On the one hand, this "medicalized" killing procedure, which uses IV tubing, anesthetic drugs, and other medical equipment, becomes torture in the hands of unqualified individuals.
On the other hand, the involvement of medical professionals such as physicians and nurses in executions violates the fundamental ethics of these professions. When medical professionals forsake their ethics, as the Nazi physicians demonstrated, the results for society can be disastrous.
Accounts of Clark's tortuous execution have appeared in newspapers and other media outlets all over the world.
Surely, there will be calls to bring doctors into the death chamber in Lucasville in order to make executions more "humane."

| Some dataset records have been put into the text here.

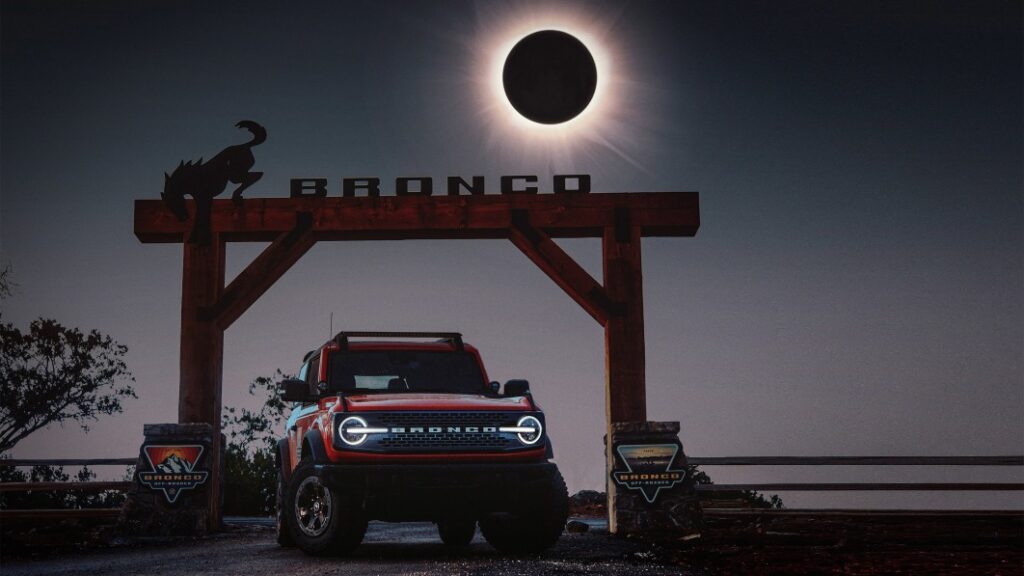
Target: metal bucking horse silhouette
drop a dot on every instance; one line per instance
(204, 180)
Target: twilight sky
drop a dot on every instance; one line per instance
(855, 288)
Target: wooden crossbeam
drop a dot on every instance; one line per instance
(391, 217)
(262, 273)
(569, 276)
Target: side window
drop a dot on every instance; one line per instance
(312, 372)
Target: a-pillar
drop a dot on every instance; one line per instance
(203, 354)
(625, 394)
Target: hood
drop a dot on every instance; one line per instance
(427, 402)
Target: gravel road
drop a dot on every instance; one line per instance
(389, 549)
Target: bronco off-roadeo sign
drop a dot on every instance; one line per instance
(424, 186)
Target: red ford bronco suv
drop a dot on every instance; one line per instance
(398, 430)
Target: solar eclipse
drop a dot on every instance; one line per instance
(549, 77)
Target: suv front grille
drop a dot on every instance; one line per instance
(439, 432)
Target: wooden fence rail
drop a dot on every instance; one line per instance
(729, 507)
(857, 460)
(67, 461)
(62, 513)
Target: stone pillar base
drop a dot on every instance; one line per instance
(650, 490)
(171, 489)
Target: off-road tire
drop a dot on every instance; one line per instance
(457, 532)
(535, 529)
(284, 534)
(344, 524)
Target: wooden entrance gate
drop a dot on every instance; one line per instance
(531, 221)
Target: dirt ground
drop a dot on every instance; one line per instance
(743, 546)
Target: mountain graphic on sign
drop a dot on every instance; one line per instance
(174, 464)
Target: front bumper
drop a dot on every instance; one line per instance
(432, 492)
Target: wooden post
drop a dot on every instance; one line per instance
(203, 353)
(625, 397)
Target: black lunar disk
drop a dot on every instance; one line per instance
(549, 77)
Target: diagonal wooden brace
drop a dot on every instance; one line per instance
(262, 273)
(544, 252)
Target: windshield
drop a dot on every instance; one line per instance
(368, 371)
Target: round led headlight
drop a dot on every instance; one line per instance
(352, 430)
(529, 429)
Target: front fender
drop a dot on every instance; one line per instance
(312, 446)
(284, 458)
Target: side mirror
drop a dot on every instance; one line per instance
(516, 387)
(293, 389)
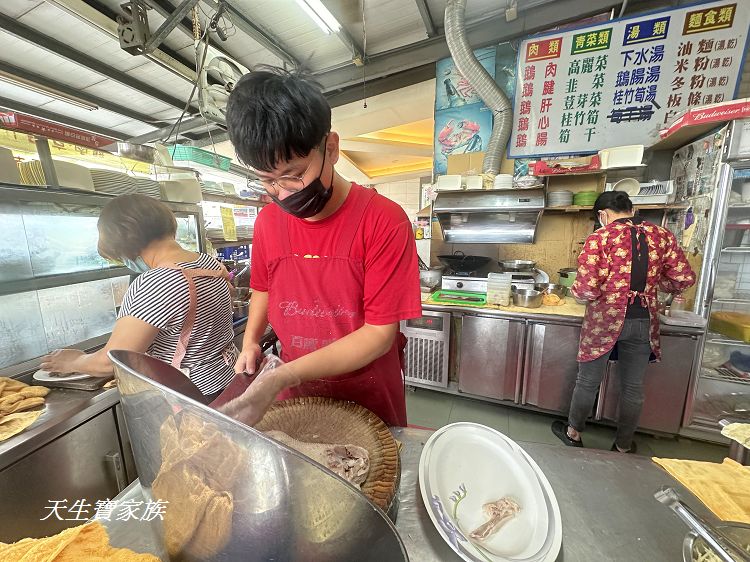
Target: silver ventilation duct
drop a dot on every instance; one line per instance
(491, 94)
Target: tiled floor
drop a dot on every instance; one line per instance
(435, 409)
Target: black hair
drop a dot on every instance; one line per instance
(617, 201)
(274, 115)
(129, 223)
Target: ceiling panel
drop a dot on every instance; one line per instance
(296, 31)
(390, 24)
(21, 53)
(22, 94)
(100, 117)
(121, 95)
(17, 8)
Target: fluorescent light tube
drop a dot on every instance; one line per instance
(39, 89)
(320, 15)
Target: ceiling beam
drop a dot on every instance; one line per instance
(82, 94)
(168, 25)
(480, 34)
(54, 46)
(261, 36)
(186, 126)
(92, 13)
(358, 57)
(424, 11)
(379, 146)
(13, 105)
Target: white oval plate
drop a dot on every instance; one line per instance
(475, 464)
(45, 376)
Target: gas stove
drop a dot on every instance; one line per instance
(477, 284)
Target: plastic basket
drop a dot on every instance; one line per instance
(182, 152)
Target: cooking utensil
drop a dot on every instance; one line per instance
(567, 276)
(724, 547)
(528, 298)
(551, 289)
(432, 277)
(631, 186)
(461, 263)
(159, 371)
(693, 546)
(517, 265)
(460, 297)
(737, 451)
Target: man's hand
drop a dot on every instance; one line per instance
(247, 359)
(251, 406)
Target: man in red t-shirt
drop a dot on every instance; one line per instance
(334, 265)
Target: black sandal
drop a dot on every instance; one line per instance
(633, 448)
(560, 429)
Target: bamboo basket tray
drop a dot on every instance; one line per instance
(326, 420)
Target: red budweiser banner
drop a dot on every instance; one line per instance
(43, 128)
(718, 112)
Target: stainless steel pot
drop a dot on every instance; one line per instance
(529, 298)
(737, 451)
(693, 545)
(518, 265)
(551, 289)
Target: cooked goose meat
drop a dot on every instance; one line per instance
(350, 462)
(498, 512)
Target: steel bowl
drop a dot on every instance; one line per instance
(431, 278)
(737, 532)
(518, 265)
(551, 289)
(529, 298)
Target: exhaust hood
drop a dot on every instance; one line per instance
(507, 216)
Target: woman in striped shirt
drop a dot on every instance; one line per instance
(178, 310)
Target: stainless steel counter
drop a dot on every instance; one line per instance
(606, 501)
(65, 409)
(542, 317)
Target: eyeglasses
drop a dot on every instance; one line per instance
(291, 184)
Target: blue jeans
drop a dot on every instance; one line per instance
(633, 350)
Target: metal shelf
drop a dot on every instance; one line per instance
(731, 301)
(227, 243)
(232, 200)
(577, 208)
(721, 339)
(724, 376)
(61, 280)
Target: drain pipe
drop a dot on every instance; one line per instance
(491, 94)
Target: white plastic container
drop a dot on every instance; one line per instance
(498, 288)
(448, 183)
(621, 156)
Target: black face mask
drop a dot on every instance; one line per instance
(308, 201)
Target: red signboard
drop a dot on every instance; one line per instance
(736, 109)
(43, 128)
(544, 49)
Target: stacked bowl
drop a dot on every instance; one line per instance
(113, 183)
(585, 198)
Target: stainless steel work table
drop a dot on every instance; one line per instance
(606, 500)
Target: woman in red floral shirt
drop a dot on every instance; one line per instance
(620, 269)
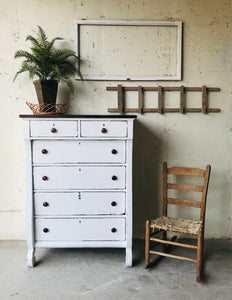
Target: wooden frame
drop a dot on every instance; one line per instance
(164, 224)
(161, 105)
(142, 24)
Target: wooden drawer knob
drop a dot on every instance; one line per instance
(53, 130)
(114, 151)
(104, 130)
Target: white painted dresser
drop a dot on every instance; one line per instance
(79, 182)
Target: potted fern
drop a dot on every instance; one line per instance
(49, 65)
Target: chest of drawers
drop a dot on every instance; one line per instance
(79, 182)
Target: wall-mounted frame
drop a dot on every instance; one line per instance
(129, 50)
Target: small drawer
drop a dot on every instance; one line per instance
(79, 203)
(80, 229)
(69, 151)
(53, 128)
(79, 177)
(104, 129)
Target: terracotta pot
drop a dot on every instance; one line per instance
(46, 91)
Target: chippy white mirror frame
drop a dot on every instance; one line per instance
(177, 24)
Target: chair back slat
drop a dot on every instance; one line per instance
(186, 171)
(184, 202)
(185, 187)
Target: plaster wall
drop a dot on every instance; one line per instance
(187, 140)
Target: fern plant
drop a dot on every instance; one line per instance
(47, 63)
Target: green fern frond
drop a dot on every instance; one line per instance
(46, 62)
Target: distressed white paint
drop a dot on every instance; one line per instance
(76, 203)
(187, 140)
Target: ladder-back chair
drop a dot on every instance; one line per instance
(164, 224)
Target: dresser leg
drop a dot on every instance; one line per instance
(31, 258)
(128, 257)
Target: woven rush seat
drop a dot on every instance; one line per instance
(177, 225)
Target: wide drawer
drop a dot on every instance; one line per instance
(80, 229)
(69, 151)
(79, 203)
(53, 129)
(79, 177)
(103, 129)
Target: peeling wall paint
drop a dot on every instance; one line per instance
(188, 140)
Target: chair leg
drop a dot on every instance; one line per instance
(199, 255)
(164, 237)
(147, 244)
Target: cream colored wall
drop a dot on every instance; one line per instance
(188, 140)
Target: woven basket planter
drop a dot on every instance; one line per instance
(46, 91)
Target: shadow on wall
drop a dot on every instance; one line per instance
(148, 156)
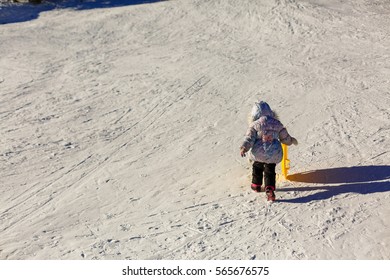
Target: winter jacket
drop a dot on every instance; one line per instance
(265, 135)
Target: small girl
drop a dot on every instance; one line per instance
(263, 139)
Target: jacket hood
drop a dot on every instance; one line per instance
(261, 109)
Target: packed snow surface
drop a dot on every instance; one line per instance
(121, 124)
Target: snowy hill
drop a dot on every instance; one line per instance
(121, 126)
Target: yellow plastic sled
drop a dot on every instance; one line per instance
(285, 161)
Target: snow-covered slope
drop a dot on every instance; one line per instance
(120, 128)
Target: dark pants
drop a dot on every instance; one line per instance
(269, 173)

Do Ohioans really want to choose between torturing inmates to death or putting executions in the hands of doctors? This dilemma is inherent in lethal injection, because it puts killing in the hands of healers.
The only way for Ohioans to avoid this untenable choice is to call for a moratorium on executions until capital punishment can be re-examined.
Jonathan I. Groner is a pediatric surgeon and associate professor of surgery at the Ohio State University College of Medicine and Public Health.